The Lord's Prayer is strange and confusing when you think about it. It's deceptively short, uses a lot of words that we wouldn't in normal cocnversation and is actually a biblical quote from Jesus to his disciples. The part that really gets me, though, is "lead us not into temptation." We often think of not eating too much dessert or lying or stealing when we think of temptation--but that's not really what Jesus was trying to convey to his disciples.
First, the actual biblical quote is "save us from the time of trial." These times of trial are more about hard situations where we make life-changing decisions. So praying for God to lead us not into temptation sounds like we should try and avoid those situations; but so often it IS the Gospel that leads us into those situations of adversity, where we insist on justice, where we share compassion, where we demand equality. We can't be praying for God to lead us away from these things, because if so, my prayers have not been heeded. This is a prayer of necessity. Jesus knows those who follow will find themselves in times of trials. But in our moments, may we pray to God to lead us. There. In those moments. Lead us. Because we will be there and the only way we're getting through is to know that we aren't alone.
That's not just what we pray about, that's also when we pray. In moments of crises and loss, we pray. In those moments, there is no time or energy for loquaciousness or piousness. This prayer is so direct and active. It's just ‘give us, forgive us, lead us, deliver us. This is an active prayer for an active journey of active people responding to an active God. Will Willimon and Stanley Hauerwas say this about the Lord's Prayer, "This prayer doesn't "prove" anything to be true-other than it is useful enough to be used by almost every Christian community on a regular basis since Jesus taught his disciples to pray it. Our journey is dangerous. All Christian journeys are towards the cross-so we must be instinctively heading towards a time of trial."
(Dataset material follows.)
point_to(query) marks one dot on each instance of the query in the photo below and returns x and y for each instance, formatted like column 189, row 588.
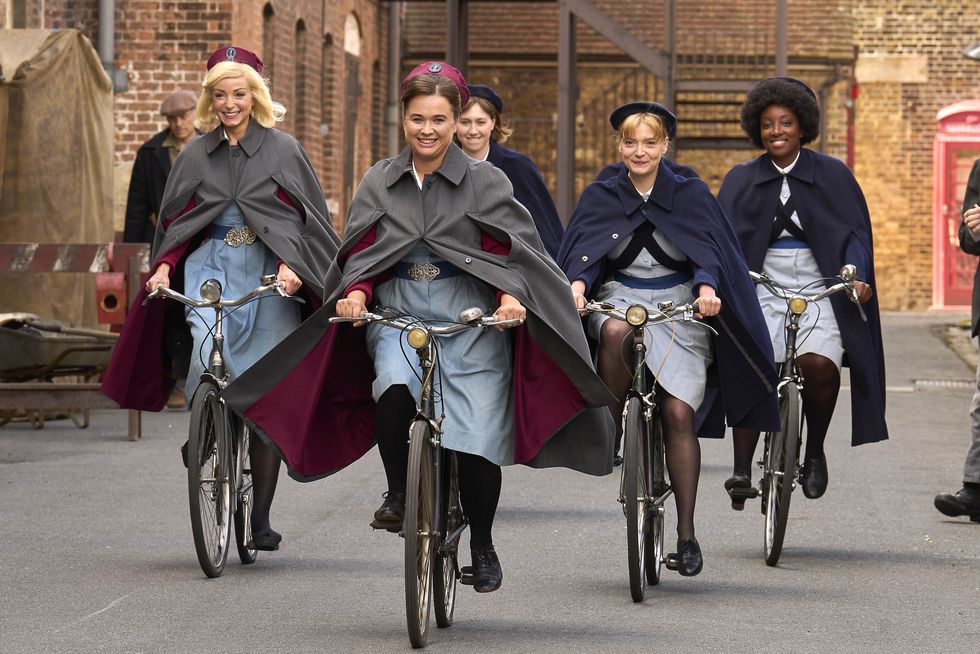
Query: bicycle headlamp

We may agree that there is challenge, but many of us pray this prayer weekly, with out thinking too much about these familiar words. How do we keep this prayer vibrant, challenging? How does it actually jar us from our lives?
Maybe we are freed from being aware of the deep theological assertions going on in this prayer, and still be changed by it. Maybe this is why it is the one prayer that has withstood thousands of years of repetition and that even lapsed Christians remember. Because this prayer does not require of us that we become anything we are not already. It is a deeply human kind of prayer. It is a prayer for creatures in need. If we can name our need to receive, to be forgiven, to be led and delivered and if we can trust that it is God who does these things, then maybe we're beginning to pray as Jesus taught us.